These are the key concepts you need to understand to accurately answer the question.

Vector Dependence
In linear algebra, determining whether a set of vectors is dependent or independent is crucial. Vectors are considered linearly dependent if one can be expressed as a linear combination of the others. Conversely, if no vector in the set can be represented as a combination of the others, they are linearly independent.
To identify this, we can form a matrix using the vectors and analyze it through row reduction methods. If any row reduces to zeros, the vectors are dependent. If all rows have leading variables (pivots), the vectors are independent. Understanding this distinction helps in forming a basis for the vector space they span.
Basis
A basis for a vector space is a set of linearly independent vectors that span the entire space. This means any vector in the space can be written as a linear combination of the basis vectors.
For instance, if we have a set of vectors and reduce the corresponding matrix to its reduced row echelon form (RREF), the pivot columns indicate the original vectors that serve as the basis. Finding the basis helps in simplifying complex vector operations and understanding the structure of the vector space.
  • It consists of the minimal number of vectors required to span the space
  • Any vector in the space can be represented using a unique combination of basis vectors
Reduced Row Echelon Form
The Reduced Row Echelon Form (RREF) of a matrix is a unique, simplified version achieved through Gaussian elimination. In RREF, each leading entry (pivot) is 1, and all other entries in the pivot's column are zeros.
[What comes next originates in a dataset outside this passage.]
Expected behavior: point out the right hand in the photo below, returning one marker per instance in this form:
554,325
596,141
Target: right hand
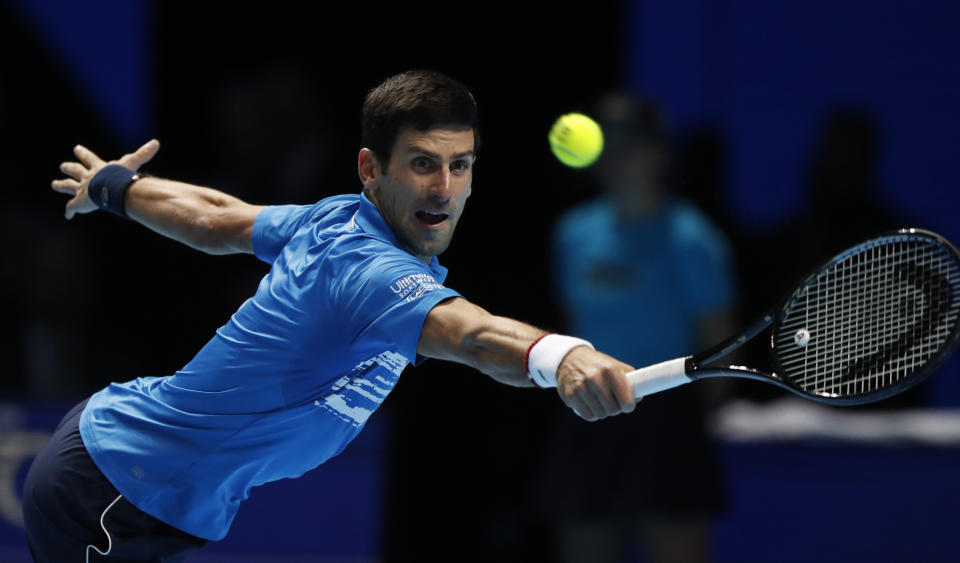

To convert a matrix to RREF, follow these steps:
  • Identify the leftmost column that contains a non-zero entry
  • Interchange rows if necessary to move a row with a non-zero entry to the top
  • Normalize the pivot to 1 by row operations
  • Use row operations to ensure all elements in the pivot's column, except the pivot itself, are zeros
This form is especially useful for solving linear equations and is unique for any matrix.
Gaussian Elimination
Gaussian elimination is a method for solving systems of linear equations. It involves a sequence of operations to transform the matrix into either Row Echelon Form (REF) or Reduced Row Echelon Form (RREF).
The steps for Gaussian elimination include:
  • Sequentially eliminate the elements below the pivots to form an upper triangular matrix (REF)
  • Continue, if necessary, to achieve RREF by making all elements above each pivot zero and the pivots themselves one
Gaussian elimination can aid in finding the rank of a matrix, determining the consistency of linear systems, and finding solutions if they exist. It is foundational for understanding and solving linear algebra problems.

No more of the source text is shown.